Le statut de l’élu local, une attente ancienne
L’institutionnalisation du statut de l’élu local constitue l’une des revendications les plus fortes portées par les maires et les présidents de conseils régionaux. Aujourd’hui, les élus locaux exercent leur mandat sans véritable cadre juridique protecteur. Le ministre de l’Intérieur et de la Sécurité, le général Vagondo Diomandé, avait d’ailleurs promis lors de la cérémonie d’ouverture l’adoption prochaine d’un texte sur ce sujet. À cette demande s’ajoute celle de la création d’une fonction publique territoriale. L’objectif est de professionnaliser les agents des collectivités, aujourd’hui souvent employés dans des conditions précaires, et de garantir des carrières stables et valorisantes. Une administration territoriale moderne, efficace et orientée vers les résultats, telle est l’ambition affichée.
Simplifier la tutelle et renforcer la concertation
La suppression du contrôle a priori de la tutelle est une autre recommandation majeure. Les maires se plaignent régulièrement de la lourdeur des procédures administratives qui ralentissent l’exécution des projets. En supprimant le contrôle préalable, les collectivités gagneraient en réactivité et en autonomie. Pour améliorer la coordination entre l’État et les collectivités, les participants proposent la mise en place d’un cadre organique de concertation réunissant le Sénat, les ministères sectoriels et les représentants des territoires.
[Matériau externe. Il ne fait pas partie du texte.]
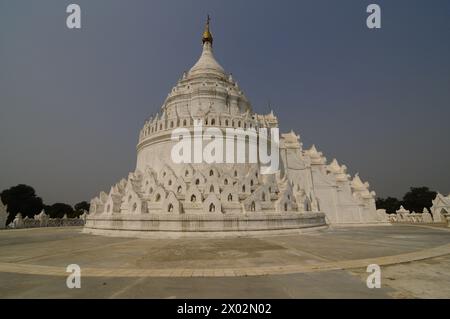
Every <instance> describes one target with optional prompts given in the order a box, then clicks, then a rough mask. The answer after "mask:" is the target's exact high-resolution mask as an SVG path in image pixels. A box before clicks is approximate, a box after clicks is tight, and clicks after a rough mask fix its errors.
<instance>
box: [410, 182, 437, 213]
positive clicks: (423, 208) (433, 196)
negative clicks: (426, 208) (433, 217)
mask: <svg viewBox="0 0 450 319" xmlns="http://www.w3.org/2000/svg"><path fill="white" fill-rule="evenodd" d="M436 195H437V193H436V192H433V191H430V189H429V188H428V187H411V188H410V190H409V192H407V193H406V194H405V196H403V201H402V203H403V207H405V209H407V210H409V211H410V212H416V213H421V212H422V211H423V209H424V208H427V209H428V211H430V208H431V206H433V203H432V201H433V199H435V198H436Z"/></svg>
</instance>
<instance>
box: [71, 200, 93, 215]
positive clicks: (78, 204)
mask: <svg viewBox="0 0 450 319" xmlns="http://www.w3.org/2000/svg"><path fill="white" fill-rule="evenodd" d="M90 207H91V205H90V204H89V203H88V202H86V201H83V202H79V203H77V204H75V206H74V208H75V211H76V212H81V213H83V211H89V208H90Z"/></svg>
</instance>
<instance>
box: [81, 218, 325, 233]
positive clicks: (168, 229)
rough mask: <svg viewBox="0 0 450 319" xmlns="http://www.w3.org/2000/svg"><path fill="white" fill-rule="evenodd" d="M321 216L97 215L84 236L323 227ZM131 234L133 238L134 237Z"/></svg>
mask: <svg viewBox="0 0 450 319" xmlns="http://www.w3.org/2000/svg"><path fill="white" fill-rule="evenodd" d="M325 225H326V223H325V214H323V213H282V214H280V213H273V214H261V213H252V214H248V215H243V214H219V213H217V214H216V213H209V214H181V215H178V214H177V215H175V214H174V215H170V214H139V215H133V214H100V215H93V216H88V218H87V220H86V225H85V228H84V231H85V232H88V233H92V234H101V235H118V234H119V233H121V234H124V235H125V236H130V235H131V236H134V235H136V236H137V237H139V233H160V234H161V235H162V233H179V234H188V233H191V234H195V233H197V234H198V233H224V232H237V233H239V232H258V231H272V230H289V229H301V228H311V227H319V226H325ZM133 234H134V235H133Z"/></svg>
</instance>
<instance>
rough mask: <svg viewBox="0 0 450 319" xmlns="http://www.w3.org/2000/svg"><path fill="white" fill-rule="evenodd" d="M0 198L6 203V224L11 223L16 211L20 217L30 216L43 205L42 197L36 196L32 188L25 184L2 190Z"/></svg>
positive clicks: (14, 215)
mask: <svg viewBox="0 0 450 319" xmlns="http://www.w3.org/2000/svg"><path fill="white" fill-rule="evenodd" d="M0 198H1V201H2V202H3V204H5V205H8V213H9V215H8V219H7V220H6V224H9V223H11V222H12V221H13V220H14V218H15V217H16V215H17V214H18V213H21V214H22V217H30V218H32V217H33V216H34V215H36V214H38V213H39V212H40V211H41V210H42V208H43V207H44V204H43V203H42V198H40V197H37V196H36V192H35V190H34V188H33V187H31V186H28V185H25V184H19V185H17V186H13V187H11V188H9V189H6V190H4V191H2V192H1V194H0Z"/></svg>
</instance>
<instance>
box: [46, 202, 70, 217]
mask: <svg viewBox="0 0 450 319" xmlns="http://www.w3.org/2000/svg"><path fill="white" fill-rule="evenodd" d="M45 213H46V214H47V215H48V216H49V217H50V218H63V217H64V215H67V217H68V218H73V217H75V211H74V210H73V207H72V206H70V205H68V204H64V203H55V204H53V205H51V206H45Z"/></svg>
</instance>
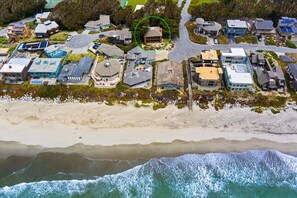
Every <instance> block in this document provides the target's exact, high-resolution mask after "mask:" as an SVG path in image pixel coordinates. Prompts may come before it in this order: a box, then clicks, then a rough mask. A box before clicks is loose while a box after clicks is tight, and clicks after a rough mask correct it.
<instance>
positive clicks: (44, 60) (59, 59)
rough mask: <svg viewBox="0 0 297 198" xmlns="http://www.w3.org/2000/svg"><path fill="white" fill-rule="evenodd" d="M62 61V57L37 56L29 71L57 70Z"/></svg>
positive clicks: (40, 71) (37, 71)
mask: <svg viewBox="0 0 297 198" xmlns="http://www.w3.org/2000/svg"><path fill="white" fill-rule="evenodd" d="M61 61H62V59H61V58H36V59H35V60H34V61H33V63H32V65H31V67H30V69H29V71H28V72H31V73H35V72H37V73H53V72H56V71H57V69H58V67H59V65H60V64H61Z"/></svg>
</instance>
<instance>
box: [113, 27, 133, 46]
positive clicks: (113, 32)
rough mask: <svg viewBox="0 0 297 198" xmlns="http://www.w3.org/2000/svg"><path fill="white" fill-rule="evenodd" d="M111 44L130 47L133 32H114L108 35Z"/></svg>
mask: <svg viewBox="0 0 297 198" xmlns="http://www.w3.org/2000/svg"><path fill="white" fill-rule="evenodd" d="M108 41H109V42H110V43H116V44H123V45H129V44H130V43H131V41H132V32H131V31H130V30H129V29H128V28H125V29H122V30H116V31H112V32H110V33H109V34H108Z"/></svg>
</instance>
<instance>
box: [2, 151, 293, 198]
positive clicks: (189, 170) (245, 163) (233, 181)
mask: <svg viewBox="0 0 297 198" xmlns="http://www.w3.org/2000/svg"><path fill="white" fill-rule="evenodd" d="M0 197H1V198H2V197H9V198H11V197H30V198H31V197H63V198H66V197H112V198H113V197H144V198H147V197H158V198H159V197H161V198H163V197H164V198H166V197H170V198H171V197H177V198H182V197H228V198H229V197H234V198H235V197H236V198H240V197H249V198H250V197H267V198H274V197H277V198H296V197H297V158H296V157H295V156H293V155H286V154H283V153H280V152H278V151H271V150H267V151H248V152H245V153H223V154H205V155H197V154H188V155H184V156H180V157H176V158H160V159H150V160H146V159H143V160H129V161H125V160H93V159H88V158H84V157H81V156H79V155H75V154H71V155H66V154H61V153H43V154H38V155H37V156H35V157H34V158H29V157H28V158H26V157H17V156H11V157H9V158H7V159H3V160H2V161H0Z"/></svg>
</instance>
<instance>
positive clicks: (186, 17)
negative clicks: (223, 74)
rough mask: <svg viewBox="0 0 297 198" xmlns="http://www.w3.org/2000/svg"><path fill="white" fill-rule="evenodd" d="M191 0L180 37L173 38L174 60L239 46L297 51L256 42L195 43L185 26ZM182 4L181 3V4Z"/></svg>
mask: <svg viewBox="0 0 297 198" xmlns="http://www.w3.org/2000/svg"><path fill="white" fill-rule="evenodd" d="M190 3H191V0H187V2H186V3H185V5H184V7H183V9H182V13H181V21H180V24H179V33H180V38H178V37H175V38H173V39H172V42H173V43H174V45H175V47H174V49H173V50H172V51H171V52H170V53H169V56H168V58H169V59H170V60H174V61H179V62H180V61H183V60H187V59H189V58H191V57H193V56H197V55H198V54H199V53H200V52H201V51H202V50H209V49H215V50H223V51H224V50H229V49H230V48H231V47H239V48H243V49H245V50H246V51H256V50H268V51H275V52H281V53H297V49H292V48H287V47H277V46H267V45H255V44H228V45H199V44H196V43H193V42H192V41H191V40H190V38H189V34H188V30H187V28H186V27H185V25H184V24H185V23H186V22H187V21H189V20H191V15H189V14H188V12H187V10H188V8H189V5H190ZM179 5H180V4H179Z"/></svg>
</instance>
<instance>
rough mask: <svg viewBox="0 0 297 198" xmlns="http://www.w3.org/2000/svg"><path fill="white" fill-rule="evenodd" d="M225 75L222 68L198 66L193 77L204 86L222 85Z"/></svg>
mask: <svg viewBox="0 0 297 198" xmlns="http://www.w3.org/2000/svg"><path fill="white" fill-rule="evenodd" d="M222 76H223V70H222V68H217V67H196V70H195V74H194V76H193V79H194V80H195V81H196V82H197V83H198V84H199V85H200V86H204V87H220V86H221V80H222Z"/></svg>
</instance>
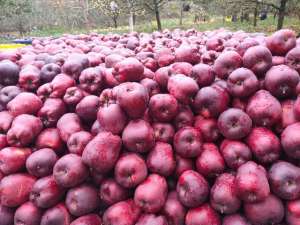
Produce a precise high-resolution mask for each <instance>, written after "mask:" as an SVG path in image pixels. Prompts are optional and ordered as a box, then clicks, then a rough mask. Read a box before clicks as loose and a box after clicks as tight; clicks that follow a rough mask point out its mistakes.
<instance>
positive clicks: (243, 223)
mask: <svg viewBox="0 0 300 225" xmlns="http://www.w3.org/2000/svg"><path fill="white" fill-rule="evenodd" d="M223 225H250V223H249V221H248V220H247V219H246V218H245V217H244V216H241V215H240V214H231V215H227V216H225V217H224V218H223Z"/></svg>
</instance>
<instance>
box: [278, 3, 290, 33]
mask: <svg viewBox="0 0 300 225" xmlns="http://www.w3.org/2000/svg"><path fill="white" fill-rule="evenodd" d="M287 1H288V0H281V1H280V7H279V12H278V21H277V30H280V29H282V27H283V22H284V17H285V9H286V3H287Z"/></svg>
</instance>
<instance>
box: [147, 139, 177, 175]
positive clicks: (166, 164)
mask: <svg viewBox="0 0 300 225" xmlns="http://www.w3.org/2000/svg"><path fill="white" fill-rule="evenodd" d="M162 159H163V160H162ZM147 167H148V169H149V170H150V172H152V173H157V174H159V175H162V176H165V177H168V176H171V175H172V174H173V171H174V170H175V167H176V161H175V157H174V155H173V148H172V146H171V145H170V144H167V143H163V142H156V144H155V146H154V147H153V149H152V150H151V151H150V152H149V154H148V156H147Z"/></svg>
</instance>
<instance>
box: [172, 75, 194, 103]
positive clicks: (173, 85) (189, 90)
mask: <svg viewBox="0 0 300 225" xmlns="http://www.w3.org/2000/svg"><path fill="white" fill-rule="evenodd" d="M198 90H199V86H198V84H197V82H196V81H195V80H193V79H192V78H190V77H188V76H185V75H183V74H177V75H174V76H172V77H170V78H169V81H168V91H169V93H170V94H171V95H173V96H174V97H175V98H176V99H177V100H178V101H179V102H182V103H184V104H188V103H190V102H191V99H192V98H193V97H194V96H195V95H196V94H197V92H198Z"/></svg>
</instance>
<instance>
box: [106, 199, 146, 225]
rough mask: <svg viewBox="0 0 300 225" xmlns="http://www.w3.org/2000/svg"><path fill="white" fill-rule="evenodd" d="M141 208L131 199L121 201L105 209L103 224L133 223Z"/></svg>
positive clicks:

Une instance qui permettrait de remonter les difficultés du terrain et d’ajuster les politiques publiques en temps réel.
Valoriser le leadership féminin
Enfin, la promotion du leadership féminin local a été inscrite dans les recommandations finales. Si les femmes sont très présentes dans les scrutins locaux, elles restent sous-représentées aux postes de responsabilité. Les participants appellent à des mesures concrètes pour encourager leur accès aux fonctions exécutives dans les conseils régionaux et municipaux. Ces neuf recommandations, adoptées par les participants à l’unanimité, seront transmises au gouvernement et au Parlement. Elles devront être suivies d’effets législatifs et réglementaires pour que la décentralisation, en panne depuis trop longtemps, retrouve un souffle nouveau. Le Sénat, qui a organisé ce symposium, s’est engagé à en assurer le suivi. L’institution, dont la mission constitutionnelle est de représenter les collectivités territoriales, entend utiliser ces conclusions pour peser dans les débats parlementaires à venir.
Les maires et présidents de région repartent de Yamoussoukro avec l’espoir que cette fois, les promesses se concrétiseront.
La Côte d’Ivoire compte 230 collectivités territoriales décentralisées, réparties entre 31 régions, 197 communes et 2 districts autonomes, Abidjan et Yamoussoukro. Ce dispositif administratif a connu une évolution majeure en juin 2021, lorsque le président Alassane Ouattara a annoncé la création de 12 nouveaux districts autonomes, portant leur nombre total à 14. Cette réforme, adossée à la loi n° 2014-451, vise à renforcer la gouvernance locale et accélérer le développement des territoires sur l’ensemble du pays en favorisant une meilleure planification des politiques publiques, une répartition plus équilibrée des ressources et une proximité accrue entre l’administration et les populations locales. En début 2026, les 12 districts créés ont été finalement dissout ce qui supprime une bonne partie de la lourdeur administrative qui empiète sur le développement local.